Plus de 50 000 personnes ont fui le Liban vers la Syrie, où le gouvernement a ouvert des écoles pour accueillir les réfugiés et où les villageois ont ouvert leurs maisons comme abri temporaire. Alors que les bombardements s’intensifiaient dans le sud et à Beyrouth, d’autres personnes se sont dirigées vers le nord du pays, tenant compte des avertissements israéliens de se diriger vers le nord.
Aujourd’hui, la Syrie, déchirée par la guerre, ne peut pas se permettre d’accueillir des réfugiés.
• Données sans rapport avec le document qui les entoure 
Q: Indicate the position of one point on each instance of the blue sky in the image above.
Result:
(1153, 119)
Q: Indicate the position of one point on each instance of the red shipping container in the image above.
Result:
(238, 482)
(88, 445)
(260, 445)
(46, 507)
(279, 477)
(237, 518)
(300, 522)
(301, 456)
Il n’y a aucune garantie non plus que la sécurité puisse être trouvée en Syrie, un site fréquent pour les frappes israéliennes. Des factions à l’intérieur de la Syrie ont également lancé, ces dernières semaines, des roquettes sur Israël. En réponse, Israël a frappé les deux principaux aéroports du pays, Damas et Alep, les mettant chacun hors service à deux reprises.
Au Liban, près de 20 000 personnes ont déjà été déplacées du sud du pays, des milliers d’entre elles dormant dans des écoles préparées à la hâte pour les accueillir.
“Le Liban officiel ne veut pas de guerre”, a déclaré le ministre de l’Information Ziad Makary dans une interview télévisée. “Mais nous sommes conscients que le front peut toujours exploser à tout moment.”